Create a loader from an existing ActivationSaver

def query(
    self,
    experiment_name: Optional[str] = None,
    model_name: Optional[str] = None,
    target_token_positions: Optional[List[Union[str, int]]] = None,
    pivot_positions: Optional[List[int]] = None,
    save_time: Optional[str] = None,
    custom_keys: Optional[dict] = None,
    extraction_config: Optional[ExtractionConfig] = None,
    interventions: Optional[List[Intervention]] = None,
    tag: Optional[str] = None,
) -> QueryResult

Search for saved activations based on various criteria.

Arguments: - Various search criteria to filter saved activations

Returns: - A QueryResult object containing matching runs

Query Results

The QueryResult class provides a convenient interface for managing the results of queries:

# List all matching runs
print(query_result)

# Get detailed paths
print(query_result.get_paths())

# Load a specific run by index (e.g., most recent with -1)
activations, metadata = query_result.load(-1)

# Load by specific time folder
activations, metadata = query_result.load("2023-04-15_14-30-25")

# Remove a specific run
query_result.remove(-1)  # Remove the most recent run

# Update experiment name for a run
query_result.update_run_experiment(-1, "new_experiment_name")

Example: Comprehensive Workflow

import torch
from easyroutine.interpretability import HookedModel, ExtractionConfig
from easyroutine.interpretability.activation_saver import ActivationSaver, ActivationLoader

# 1. Create model and dataset
model = HookedModel.from_pretrained("gpt2")
tokenizer = model.get_tokenizer()

# Create a simple dataset
texts = ["Example text 1", "Example text 2", "Example text 3"]
dataset = [tokenizer(text, return_tensors="pt") for text in texts]

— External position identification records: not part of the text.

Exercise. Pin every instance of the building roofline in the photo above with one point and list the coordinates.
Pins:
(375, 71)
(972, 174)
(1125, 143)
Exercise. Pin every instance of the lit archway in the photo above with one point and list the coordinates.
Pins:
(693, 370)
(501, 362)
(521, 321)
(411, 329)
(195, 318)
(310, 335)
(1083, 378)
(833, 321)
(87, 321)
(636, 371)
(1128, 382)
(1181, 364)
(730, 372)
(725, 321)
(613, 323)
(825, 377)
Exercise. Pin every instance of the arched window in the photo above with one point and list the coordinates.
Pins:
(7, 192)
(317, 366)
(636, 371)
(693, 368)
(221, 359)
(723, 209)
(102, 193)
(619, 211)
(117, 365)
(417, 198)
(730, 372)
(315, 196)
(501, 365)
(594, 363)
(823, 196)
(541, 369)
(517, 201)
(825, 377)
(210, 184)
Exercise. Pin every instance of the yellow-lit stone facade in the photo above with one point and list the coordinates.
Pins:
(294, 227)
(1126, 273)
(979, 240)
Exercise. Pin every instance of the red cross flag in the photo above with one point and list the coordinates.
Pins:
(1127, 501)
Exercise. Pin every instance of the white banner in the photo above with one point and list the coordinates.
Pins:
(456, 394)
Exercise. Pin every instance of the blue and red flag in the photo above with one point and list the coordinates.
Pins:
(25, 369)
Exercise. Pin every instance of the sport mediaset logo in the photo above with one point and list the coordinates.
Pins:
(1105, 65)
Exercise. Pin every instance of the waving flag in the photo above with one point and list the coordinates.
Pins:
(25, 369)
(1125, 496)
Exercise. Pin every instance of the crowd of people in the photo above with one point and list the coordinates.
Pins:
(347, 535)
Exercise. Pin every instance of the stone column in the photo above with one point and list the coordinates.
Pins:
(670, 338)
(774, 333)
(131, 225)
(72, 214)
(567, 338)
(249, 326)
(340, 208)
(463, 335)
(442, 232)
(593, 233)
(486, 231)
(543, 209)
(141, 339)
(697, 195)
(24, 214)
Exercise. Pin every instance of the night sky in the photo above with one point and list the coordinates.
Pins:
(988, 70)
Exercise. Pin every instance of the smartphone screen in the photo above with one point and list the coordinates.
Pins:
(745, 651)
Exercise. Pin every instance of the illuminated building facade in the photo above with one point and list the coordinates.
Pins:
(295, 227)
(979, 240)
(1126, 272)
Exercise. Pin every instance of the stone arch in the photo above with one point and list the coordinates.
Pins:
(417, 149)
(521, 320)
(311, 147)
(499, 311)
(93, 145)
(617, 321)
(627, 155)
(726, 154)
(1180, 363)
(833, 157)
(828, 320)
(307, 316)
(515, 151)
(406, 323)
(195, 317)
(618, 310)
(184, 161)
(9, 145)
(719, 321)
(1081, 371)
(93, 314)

# 2. Extract and save activations
saver = ActivationSaver(base_dir="./saved_activations", experiment_name="documentation_example")

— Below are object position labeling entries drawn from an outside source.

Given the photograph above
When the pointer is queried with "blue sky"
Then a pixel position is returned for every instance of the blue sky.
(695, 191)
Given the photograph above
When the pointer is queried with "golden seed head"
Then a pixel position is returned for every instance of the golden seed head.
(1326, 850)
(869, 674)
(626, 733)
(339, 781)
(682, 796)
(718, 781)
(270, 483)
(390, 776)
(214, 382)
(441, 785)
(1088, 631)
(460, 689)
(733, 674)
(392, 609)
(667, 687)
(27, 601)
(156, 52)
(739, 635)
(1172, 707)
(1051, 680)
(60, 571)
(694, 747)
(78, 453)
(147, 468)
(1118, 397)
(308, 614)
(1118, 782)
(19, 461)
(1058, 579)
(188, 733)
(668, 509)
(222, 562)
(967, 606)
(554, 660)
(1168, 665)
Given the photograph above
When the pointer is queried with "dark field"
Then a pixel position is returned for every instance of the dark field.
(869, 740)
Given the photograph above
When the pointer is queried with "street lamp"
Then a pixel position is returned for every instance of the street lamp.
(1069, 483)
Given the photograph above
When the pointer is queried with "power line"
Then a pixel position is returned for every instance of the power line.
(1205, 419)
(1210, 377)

for i, inputs in enumerate(dataset):
    # Extract activations for this batch
    cache = model.forward(
        inputs, 
        target_token_positions=["last"],
        extraction_config=ExtractionConfig(
            extract_resid_out=True,
            extract_attn_pattern=True
        )
    )

    # Save with batch-specific tag
    saver.save(
        activations=cache,
        model=model,
        target_token_positions=["last"],
        interventions=None,
        extraction_config=ExtractionConfig(
            extract_resid_out=True,
            extract_attn_pattern=True
        ),
        other_metadata={"batch_id": i},
        tag=f"batch_{i}"
    )

# 3. Load and analyze results later
loader = ActivationLoader.from_saver(saver)

# Query for specific batch
batch_0_results = loader.query(tag="batch_0")
activations, metadata = batch_0_results.load(-1)  # Load the most recent match

# Query by custom metadata
specific_batch = loader.query(custom_keys={"batch_id": 1})
activations, metadata = specific_batch.load(-1)

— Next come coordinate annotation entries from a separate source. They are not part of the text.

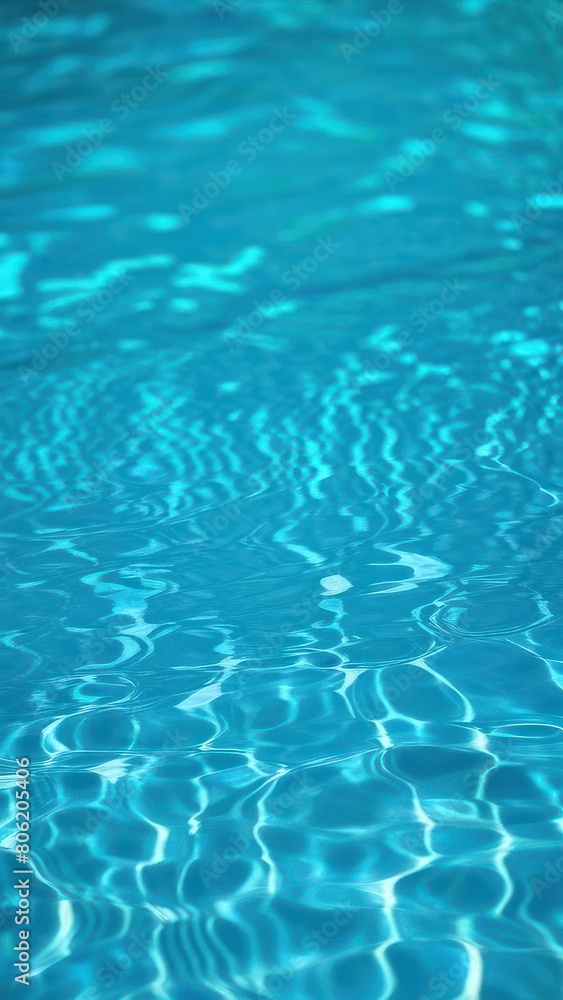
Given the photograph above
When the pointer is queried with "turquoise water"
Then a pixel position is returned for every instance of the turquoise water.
(282, 519)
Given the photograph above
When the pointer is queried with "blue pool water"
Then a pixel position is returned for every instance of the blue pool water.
(282, 520)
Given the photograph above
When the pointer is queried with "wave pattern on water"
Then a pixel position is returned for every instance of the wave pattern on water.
(285, 573)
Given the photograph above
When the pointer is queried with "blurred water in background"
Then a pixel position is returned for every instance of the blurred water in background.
(282, 521)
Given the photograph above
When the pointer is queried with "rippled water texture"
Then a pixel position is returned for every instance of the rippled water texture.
(282, 527)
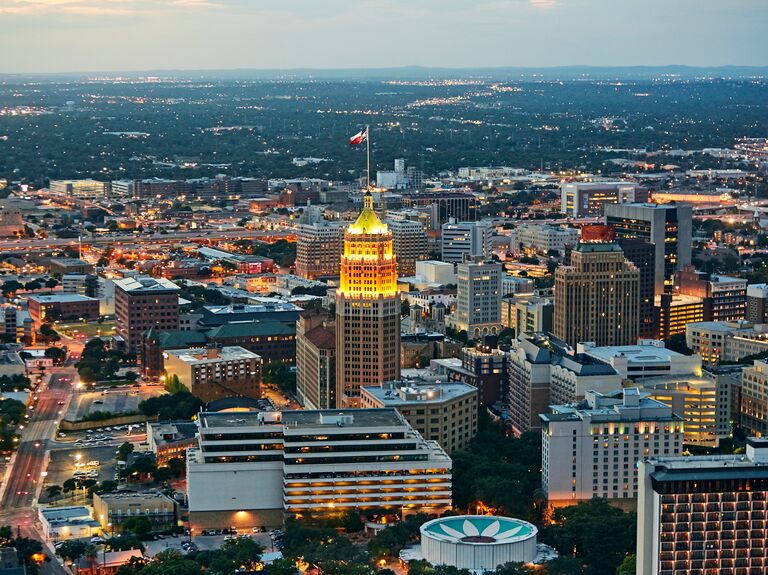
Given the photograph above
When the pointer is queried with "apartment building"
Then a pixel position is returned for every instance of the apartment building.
(311, 462)
(591, 448)
(703, 514)
(445, 412)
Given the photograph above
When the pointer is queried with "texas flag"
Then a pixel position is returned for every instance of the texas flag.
(359, 138)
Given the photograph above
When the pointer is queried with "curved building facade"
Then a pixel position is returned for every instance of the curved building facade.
(478, 542)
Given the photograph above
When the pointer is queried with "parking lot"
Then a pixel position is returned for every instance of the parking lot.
(118, 400)
(65, 462)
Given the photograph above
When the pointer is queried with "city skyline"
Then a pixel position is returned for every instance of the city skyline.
(332, 34)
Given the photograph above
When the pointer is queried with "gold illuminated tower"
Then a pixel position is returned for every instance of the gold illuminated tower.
(367, 309)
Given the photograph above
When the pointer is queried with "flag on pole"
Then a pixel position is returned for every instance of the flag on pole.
(359, 138)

# Query by model name and extraction configuration
all_gpt2_runs = loader.query(
    model_name="gpt2",
    extraction_config=ExtractionConfig(extract_attn_pattern=True)
)

print(f"Found {len(all_gpt2_runs.results)} matching runs")

This example demonstrates a complete workflow of extracting activations from multiple inputs, saving them with metadata, and later querying and loading them for analysis.